Insgesamt sei die Nachfrage nach "Extra-Essen" deutlich gestiegen, sagt Anette Kreißel-Ebert. Die 59-jährige Beiköchin arbeitet seit mehr als vier Jahrzehnten in der Großküche. Vieles habe sich in der Zeit verändert, sagt sie. Beispielsweise falle weit mehr Plastikabfall an als früher. Und "es wird nicht mehr so viel selbst gemacht". Kartoffeln werden geschält und eingeschweißt gekauft, Zucchini kommen fertig gewürfelt.
Mengen sind knapp kalkuliert, das Küchen-Team der Uniklinik kocht keine zehn Essen zu viel
"Keiner steht mehr da und schnippelt", bestätigt Grötzner. Als er anfing, "haben wir sogar die Rouladen selbst gerollt und die Schnitzel selbst paniert". Das ist vorbei. Im Keller lagert ein halber Supermarkt. Stapelweise Käse, Kanister mit Essig, Mehlsäcke, Regalreihen voller Babynahrung im Glas für die Zahnklinik.

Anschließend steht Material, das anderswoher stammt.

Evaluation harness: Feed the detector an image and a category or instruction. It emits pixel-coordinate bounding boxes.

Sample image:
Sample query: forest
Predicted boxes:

"Pro Jahr verbrauchen wir allein 30.000 Kilo Kartoffeln", sagt Grötzner. Hinzu kommen zum Beispiel rund 10.000 Schweineschnitzel, gut 16.000 Kilogramm Karotten und etwa 2900 Kilo Salz. Und das, obwohl die Kalkulation knapp ist. Keine zehn Essen zu viel würden täglich gekocht.
Gegen 9.50 Uhr bricht Hektik aus. Mitarbeiter strömen zum Portionierband, reihen sich rechts und links ein, setzen ihren Mundschutz auf.
9.57 Uhr. Das Band läuft an. "Für jeden Patienten gibt es eine Karteikarte mit seiner Bestellung und die wird zuerst aufs Tablett gelegt", erklärt Grötzner. Nach dieser Anleitung wird befüllt. Teller, Thermopellets, damit das Essen warm bleibt, Birnen, Kekse. Dann werden Spaghetti aufgetürmt und mit der passenden Soße übergossen.
Stefan Zimmermann steht am Anfang des Bandes. Er gehört seit mehr als 20 Jahren zum Team, legt im Sekundentakt Unterteller und Pellets auf. Immer die gleiche Bewegung. Pause machen ist unmöglich – das Band läuft. Eineinhalb bis zwei Stunden lang.
Gegen 10.30 Uhr gehen erste sehnsüchtige Blicke Richtung Uhr. Mitch Rublica fährt Spaghetti-Nachschub heran. Dominik Korth wuchtet den Korb nach oben. Gut 15 Kilo schwer sei ein Behälter, sagt der Koch. Schweißperlen glitzern auf seiner Stirn.
Es ist heiß geworden in der Küche. Überall dampft es, Bolognese- und Fischgeruch mischen sich. Wie stressig es für die Köche und Portionierer werde, richte sich nach dem Speiseplan, sagt Dominik Korth. Je mehr Komponenten ein Gericht habe, desto anspruchsvoller werde es.
Der letzte Teller mit Spaghetti rollt gegen 11.45 Uhr vom Band
Am Ende des Fließbandes steht Alexander Brand und prüft, ob auf dem Tablett genau das liegt, was auf der Karte steht. Blitzschnell muss er erfassen, ob etwas fehlt oder falsch verteilt wurde. Wenn ja, gibt es einen Rüffel. Wenn nein, stülpt Brand den Deckel aufs Tablett. Fertig.
Gegen 11.45 Uhr rollt die letzte Portion Spaghetti vom Band und wird per Transportwagen zur richtigen Station gebracht. Pause. Schultern bewegen, kurz Luft holen. Danach geht es ans Aufräumen, putzen, schrubben. Mitch Rublica lässt Wasser in den leeren Kessel laufen, spült einzelne Nudeln aus. Gleichzeitig kommen die ersten Mitarbeiter aus dem Service-Team ans Band, portionieren Käse, Wurst, Butter und Co. fürs Abendessen.
Die Organisation muss klappen, die Choreografie sitzen. Immer. "Bei uns ist jeder Tag gleich, egal ob Mittwoch oder Sonntag", sagt Grötzner. Oft arbeiten er und sein Team sieben bis zehn Tage durch. Das ist Stress. Dafür ist in der Regel um 15.30 Uhr "alles erledigt", sagt Grötzner. "Danach ist die Küche leer." Bis zum nächsten Morgen.